Apple's Ebook Pricing Secret

There have been many articles written about Apple's plans to sell ebooks on the new iPad for around $14.99, which is $5 more than the average Kindle price of $9.99. The New York Times reports that it has uncovered a dirty little secret in Apple's deal with several major book publishers: if a book becomes a bestseller, the book's price may drop to $9.99.
[A]ccording to at least three people with knowledge of the discussions, who spoke anonymously because of the confidentiality of the talks, Apple inserted provisions requiring publishers to discount e-book prices on best sellers -- so that $12.99-to-$14.99 range was merely a ceiling; prices for some titles could be lower, even as low as Amazonís $9.99. Essentially, Apple wants the flexibility to offer lower prices for the hottest books, those on one of the New York Times best-seller lists, which are heavily discounted in bookstores and on rival retail sites.
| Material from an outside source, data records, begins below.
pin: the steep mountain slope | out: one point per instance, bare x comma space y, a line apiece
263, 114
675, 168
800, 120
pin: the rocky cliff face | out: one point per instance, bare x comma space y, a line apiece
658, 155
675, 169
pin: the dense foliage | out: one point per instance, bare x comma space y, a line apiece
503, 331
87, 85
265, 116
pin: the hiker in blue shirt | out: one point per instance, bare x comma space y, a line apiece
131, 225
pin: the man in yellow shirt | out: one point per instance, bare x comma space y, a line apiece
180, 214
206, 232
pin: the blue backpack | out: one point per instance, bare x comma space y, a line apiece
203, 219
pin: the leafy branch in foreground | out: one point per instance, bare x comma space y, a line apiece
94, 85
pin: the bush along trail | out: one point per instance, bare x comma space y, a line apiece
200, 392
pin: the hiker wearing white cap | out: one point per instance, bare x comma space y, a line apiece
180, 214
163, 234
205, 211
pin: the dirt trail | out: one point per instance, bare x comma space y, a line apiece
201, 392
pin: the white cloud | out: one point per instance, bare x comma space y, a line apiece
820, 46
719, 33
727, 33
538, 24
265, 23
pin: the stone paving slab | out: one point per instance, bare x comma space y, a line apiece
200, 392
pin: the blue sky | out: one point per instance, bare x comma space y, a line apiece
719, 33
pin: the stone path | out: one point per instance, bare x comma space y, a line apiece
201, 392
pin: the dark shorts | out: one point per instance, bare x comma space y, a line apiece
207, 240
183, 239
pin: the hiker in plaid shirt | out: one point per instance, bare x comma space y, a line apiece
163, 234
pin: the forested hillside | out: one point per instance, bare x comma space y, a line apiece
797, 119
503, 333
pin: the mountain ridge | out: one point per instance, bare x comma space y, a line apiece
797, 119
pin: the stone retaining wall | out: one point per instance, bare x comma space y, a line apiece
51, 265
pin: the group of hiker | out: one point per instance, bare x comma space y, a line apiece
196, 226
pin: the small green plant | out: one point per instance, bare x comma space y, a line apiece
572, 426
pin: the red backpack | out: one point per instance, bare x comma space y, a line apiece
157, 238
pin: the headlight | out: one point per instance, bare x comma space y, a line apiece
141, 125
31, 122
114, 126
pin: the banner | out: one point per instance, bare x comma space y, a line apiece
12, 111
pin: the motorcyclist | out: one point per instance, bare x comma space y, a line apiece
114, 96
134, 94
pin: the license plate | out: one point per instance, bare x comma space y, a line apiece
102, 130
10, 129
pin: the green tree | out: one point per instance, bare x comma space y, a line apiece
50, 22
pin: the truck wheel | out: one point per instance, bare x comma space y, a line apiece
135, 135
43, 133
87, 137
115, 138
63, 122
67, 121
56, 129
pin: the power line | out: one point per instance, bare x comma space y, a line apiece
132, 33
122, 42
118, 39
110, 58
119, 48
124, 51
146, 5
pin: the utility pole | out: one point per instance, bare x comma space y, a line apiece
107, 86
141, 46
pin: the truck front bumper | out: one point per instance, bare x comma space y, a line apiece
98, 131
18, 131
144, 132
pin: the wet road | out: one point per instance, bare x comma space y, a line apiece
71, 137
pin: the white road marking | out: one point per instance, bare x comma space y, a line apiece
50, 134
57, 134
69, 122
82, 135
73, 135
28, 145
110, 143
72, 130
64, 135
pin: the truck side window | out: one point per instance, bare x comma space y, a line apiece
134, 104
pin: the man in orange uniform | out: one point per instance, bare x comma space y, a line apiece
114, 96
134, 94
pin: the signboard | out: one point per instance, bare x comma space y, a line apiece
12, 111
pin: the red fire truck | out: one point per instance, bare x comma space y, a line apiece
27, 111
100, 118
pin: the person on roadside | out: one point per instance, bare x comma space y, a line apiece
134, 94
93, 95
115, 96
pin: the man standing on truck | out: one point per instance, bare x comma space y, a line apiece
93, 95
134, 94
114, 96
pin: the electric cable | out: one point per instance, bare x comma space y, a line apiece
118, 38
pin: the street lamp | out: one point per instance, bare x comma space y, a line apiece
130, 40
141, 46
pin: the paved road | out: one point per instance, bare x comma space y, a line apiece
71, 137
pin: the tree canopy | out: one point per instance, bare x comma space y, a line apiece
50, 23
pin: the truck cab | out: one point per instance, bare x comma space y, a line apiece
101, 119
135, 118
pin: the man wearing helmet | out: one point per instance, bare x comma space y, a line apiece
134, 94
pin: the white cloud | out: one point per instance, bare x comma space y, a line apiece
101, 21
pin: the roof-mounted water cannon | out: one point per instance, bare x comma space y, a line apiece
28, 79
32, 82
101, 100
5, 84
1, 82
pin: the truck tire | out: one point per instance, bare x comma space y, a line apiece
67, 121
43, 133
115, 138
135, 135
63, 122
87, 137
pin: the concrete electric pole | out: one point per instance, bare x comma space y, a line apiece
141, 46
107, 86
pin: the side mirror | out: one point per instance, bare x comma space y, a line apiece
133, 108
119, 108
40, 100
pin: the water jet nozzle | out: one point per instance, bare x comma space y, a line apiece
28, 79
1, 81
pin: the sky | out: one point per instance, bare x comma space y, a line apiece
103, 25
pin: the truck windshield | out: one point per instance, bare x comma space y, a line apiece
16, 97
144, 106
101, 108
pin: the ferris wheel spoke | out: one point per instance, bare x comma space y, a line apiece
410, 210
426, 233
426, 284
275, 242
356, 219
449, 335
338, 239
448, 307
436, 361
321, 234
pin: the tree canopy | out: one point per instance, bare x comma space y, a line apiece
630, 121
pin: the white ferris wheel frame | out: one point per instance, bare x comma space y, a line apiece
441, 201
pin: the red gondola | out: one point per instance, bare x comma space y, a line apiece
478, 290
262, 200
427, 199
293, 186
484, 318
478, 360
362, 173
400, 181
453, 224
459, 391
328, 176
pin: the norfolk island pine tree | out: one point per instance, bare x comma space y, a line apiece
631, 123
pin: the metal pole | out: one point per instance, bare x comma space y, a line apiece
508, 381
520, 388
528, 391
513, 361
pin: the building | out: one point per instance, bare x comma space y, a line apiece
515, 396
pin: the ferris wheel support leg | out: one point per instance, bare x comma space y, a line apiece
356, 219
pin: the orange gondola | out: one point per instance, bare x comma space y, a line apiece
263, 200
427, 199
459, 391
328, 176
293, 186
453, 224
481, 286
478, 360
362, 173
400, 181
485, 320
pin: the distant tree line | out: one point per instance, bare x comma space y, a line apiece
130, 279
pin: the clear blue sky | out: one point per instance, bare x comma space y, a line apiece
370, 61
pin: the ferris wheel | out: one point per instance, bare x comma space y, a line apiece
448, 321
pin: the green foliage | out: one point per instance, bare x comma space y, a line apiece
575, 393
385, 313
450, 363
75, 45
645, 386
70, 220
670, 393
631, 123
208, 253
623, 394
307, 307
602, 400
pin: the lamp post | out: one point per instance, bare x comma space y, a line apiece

So, for example, a book that started at $14.99 would drop to $12.99 or less once it hit the best-seller lists.

Moreover, for books where publishers offer comparable hardcover editions at a price below the typical $26, Apple wanted e-book prices to reflect the cheaper hardcover prices. These books might be priced much lower than $12.99, even if they did not hit the best-seller list.
Naturally, Apple refused to comment for the article. But publishers' general unhappiness with the price of ebooks may not be going away with the introduction of the iPad.